For the third straight Sunday, the Lions trailed at home in the fourth quarter. For the third straight Sunday, the Lions rallied to win behind a quarterback who has been at his career best without one of the best receivers of recent history.
Why, I asked Matthew Stafford on Sunday, have you survived so well without Johnson?
“Hard work,” he said from Detroit an hour after his perfectly placed 18-yard dart to Anquan Boldin beat Washington, to the delight of Ford Field gone mad. “Not only by myself, but by my receivers, my teammates. One player doesn’t make a team. Football’s such a great team game. These new guys have come in and worked and proven they’re pretty good football players.”

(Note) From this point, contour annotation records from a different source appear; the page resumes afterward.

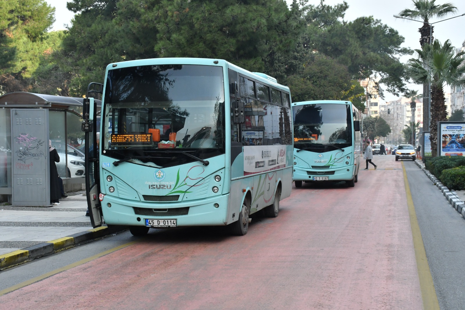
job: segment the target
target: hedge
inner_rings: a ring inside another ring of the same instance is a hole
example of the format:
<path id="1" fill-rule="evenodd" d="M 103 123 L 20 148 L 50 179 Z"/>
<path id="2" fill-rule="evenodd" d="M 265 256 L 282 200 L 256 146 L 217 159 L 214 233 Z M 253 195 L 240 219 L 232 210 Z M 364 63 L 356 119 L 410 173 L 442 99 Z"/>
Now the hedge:
<path id="1" fill-rule="evenodd" d="M 439 180 L 449 189 L 465 189 L 465 166 L 443 170 Z"/>
<path id="2" fill-rule="evenodd" d="M 463 156 L 438 156 L 427 160 L 425 164 L 426 169 L 439 180 L 444 170 L 460 166 L 465 166 Z"/>

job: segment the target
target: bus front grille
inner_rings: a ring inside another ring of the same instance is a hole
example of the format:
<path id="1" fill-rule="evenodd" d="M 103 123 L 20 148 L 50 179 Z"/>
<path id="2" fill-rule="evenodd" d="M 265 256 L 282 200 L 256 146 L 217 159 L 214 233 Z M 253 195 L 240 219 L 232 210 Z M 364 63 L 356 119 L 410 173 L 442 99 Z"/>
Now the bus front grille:
<path id="1" fill-rule="evenodd" d="M 332 175 L 334 174 L 334 171 L 307 171 L 307 174 L 309 175 Z"/>
<path id="2" fill-rule="evenodd" d="M 149 209 L 133 207 L 134 213 L 137 215 L 147 216 L 177 216 L 187 215 L 189 213 L 189 207 L 172 208 L 171 209 Z"/>
<path id="3" fill-rule="evenodd" d="M 169 195 L 168 196 L 153 196 L 152 195 L 142 195 L 146 201 L 178 201 L 179 195 Z"/>

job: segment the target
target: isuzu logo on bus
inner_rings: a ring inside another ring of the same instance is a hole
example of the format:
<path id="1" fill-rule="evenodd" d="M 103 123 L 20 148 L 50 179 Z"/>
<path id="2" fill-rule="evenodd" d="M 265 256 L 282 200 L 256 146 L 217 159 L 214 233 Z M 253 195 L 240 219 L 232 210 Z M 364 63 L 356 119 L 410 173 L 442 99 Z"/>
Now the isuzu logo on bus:
<path id="1" fill-rule="evenodd" d="M 166 184 L 153 184 L 149 185 L 148 188 L 150 189 L 169 189 L 171 188 L 171 185 L 166 185 Z"/>

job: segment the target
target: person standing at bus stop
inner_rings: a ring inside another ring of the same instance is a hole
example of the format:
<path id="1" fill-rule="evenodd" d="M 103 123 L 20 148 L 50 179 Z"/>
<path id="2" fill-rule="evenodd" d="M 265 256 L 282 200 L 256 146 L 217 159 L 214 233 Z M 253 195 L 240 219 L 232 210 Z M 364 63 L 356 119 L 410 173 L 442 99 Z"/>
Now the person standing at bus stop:
<path id="1" fill-rule="evenodd" d="M 372 160 L 373 159 L 373 149 L 372 148 L 371 146 L 370 145 L 370 141 L 366 142 L 366 148 L 365 148 L 365 152 L 363 154 L 363 158 L 366 161 L 366 168 L 364 170 L 368 169 L 369 162 L 375 166 L 375 170 L 378 168 L 378 166 L 372 162 Z"/>

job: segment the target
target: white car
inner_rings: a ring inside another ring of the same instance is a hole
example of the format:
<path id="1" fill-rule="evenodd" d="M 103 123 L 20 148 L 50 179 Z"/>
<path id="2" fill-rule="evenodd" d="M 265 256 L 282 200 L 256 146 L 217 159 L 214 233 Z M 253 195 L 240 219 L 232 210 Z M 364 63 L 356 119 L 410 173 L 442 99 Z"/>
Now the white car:
<path id="1" fill-rule="evenodd" d="M 373 144 L 372 149 L 373 150 L 373 155 L 375 154 L 379 155 L 381 154 L 381 144 Z"/>
<path id="2" fill-rule="evenodd" d="M 85 159 L 84 155 L 80 151 L 72 145 L 68 144 L 68 169 L 66 177 L 84 177 L 86 169 L 84 168 Z M 65 154 L 59 154 L 60 158 L 65 157 Z"/>
<path id="3" fill-rule="evenodd" d="M 417 149 L 412 144 L 399 144 L 396 150 L 396 160 L 399 159 L 411 159 L 415 161 Z"/>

We’ll get to how good Stafford’s been in the clutch, and overall. But there’s something to what he says. Let’s look at the way human nature works. You have a superstar. He’s humble, he’s always good, he’s a great force, and he’s consistently productive. That’s what Calvin Johnson was. But there’s also part of a team with a superstar, regardless whether he stomps his feet when he doesn’t get the ball or not, that is a bit burdensome. (Johnson didn’t stomp his feet, by the way.) A quarterback starts to think, Gotta get the ball to Calvin, instead of thinking only what he should be thinking: Hit the open guy.

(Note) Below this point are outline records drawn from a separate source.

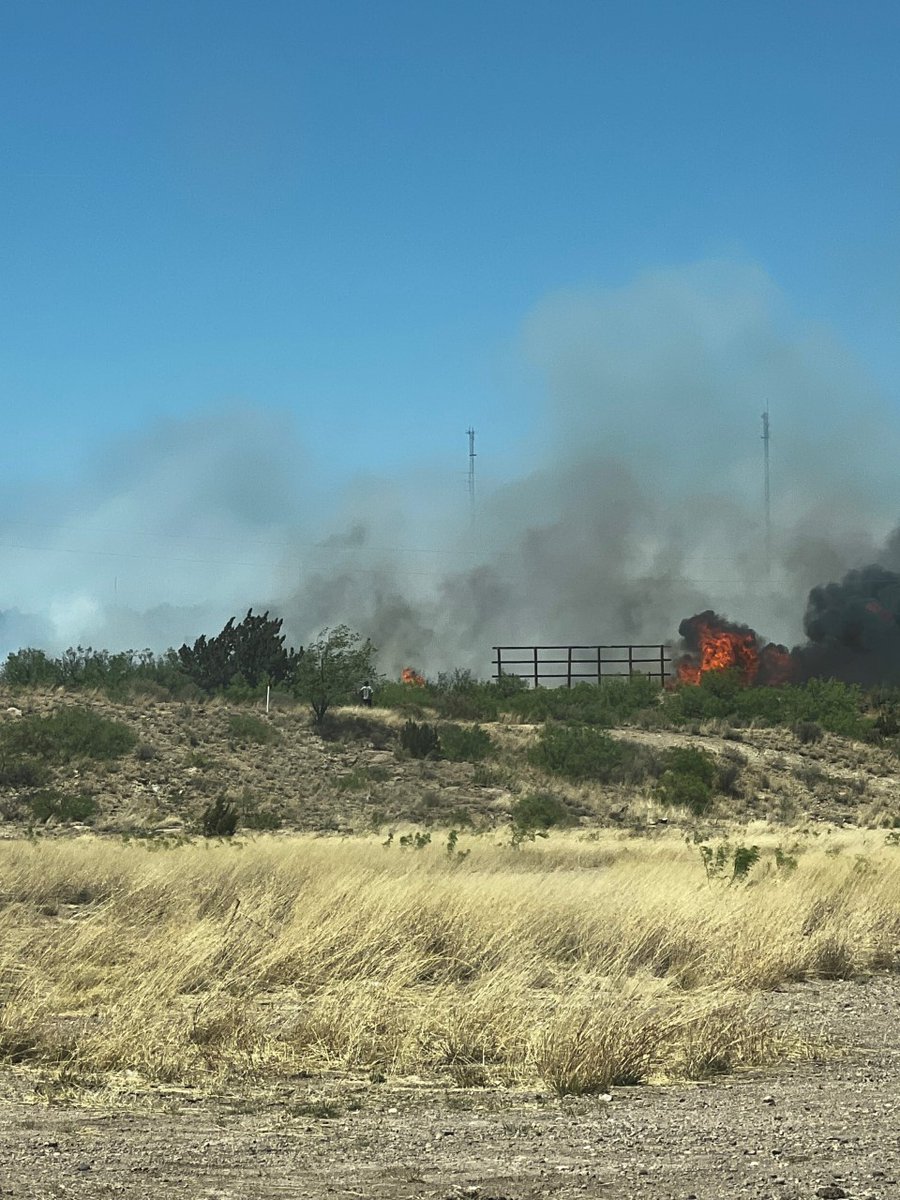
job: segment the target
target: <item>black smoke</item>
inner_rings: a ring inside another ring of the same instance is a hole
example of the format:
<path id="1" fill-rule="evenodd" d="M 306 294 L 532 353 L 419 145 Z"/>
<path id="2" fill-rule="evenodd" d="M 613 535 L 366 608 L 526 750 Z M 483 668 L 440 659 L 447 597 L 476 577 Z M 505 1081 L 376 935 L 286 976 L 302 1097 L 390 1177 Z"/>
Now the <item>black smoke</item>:
<path id="1" fill-rule="evenodd" d="M 804 630 L 809 641 L 793 652 L 799 678 L 900 683 L 900 575 L 875 563 L 812 588 Z"/>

So for proof, look at the receivers: Marvin Jones, 33 catches; Anquan Boldin, 32 catches; Golden Tate, 31 catches; Theo Riddick (hurt the past two weeks), 26 catches. Stafford’s been an equal-opportunity thrower, and therefore, the 4-3 Lions are in the pennant race with the season nearing the halfway point.
Stafford, who is still just 28, is having the best season of his life: a 105.7 rating, 68 percent completions, with a 15-to-4 touchdown-to-interception differential. Sunday was the 100th game of his career, and he sounded part exhilarated, part drained when it was over.
“Getting to 100 games in this league is pretty special for any player, and certainly for me, and winning it the way we did was pretty awesome,” he said. “Happy to come out a victor in such a big game, such an important game for us.”
When you watch the Lions now, you just expect Stafford to do very big things at the end. Look what he’s done on the three-game home stand that ended Sunday:
• Week 5 versus Philadelphia: Down 23-21 with 2:34 left in the fourth quarter. Stafford leads a 34-yard field goal drive to win, 24-23.
• Week 6 versus Los Angeles: Down 28-21 with 14 minutes left in the fourth quarter. Stafford leads an 84-yard touchdown drive and a 44-yard field goal drive to win, 31-28.
• Week 7 versus Washington: Down 17-13 with 1:05 left in the fourth quarter. Stafford leads a 65-yard drive, finishing with an 18-yard strike to Boldin to win, 20-17.
“At a point of the game like this one,” Stafford said, referring to the play that won Sunday’s game, “no one’s going to be open, really. Somebody’s gotta make a great play. It’s been interesting playing with Anquan. My parents both went to Florida State, so when I was a kid, I was a huge Florida State fan. And he’s got a few years on me, so I rooted for Florida State and I rooted for Anquan. But here, he just got vertical and made a great play on the ball.”
Stafford made a superb throw, too, inches from the fingertips of Washington linebacker Will Compton. With cornerback Kendall Fuller hanging onto him, Boldin caught the ball for the winner. “Somebody’s gotta make a great play,” Stafford said, “and he did. “We just went crazy. What’s been great about playing with him is he trusts me, and I trust him.”
That left Stafford, in his past 13 games, with 32 touchdowns and five interceptions. He’s efficient, not forcing the ball, and not relying on any single player. At 28, he’s never played better. “There’s a little left in the tank,” he said wearily. “I feel I’m doing all the the little things I need to do to get better, and I still have a ways to go to get better.”
Back-to-back road contests—at Houston, at Minnesota—the next two weeks will provide more chances for Stafford and the Lions to continue to improve.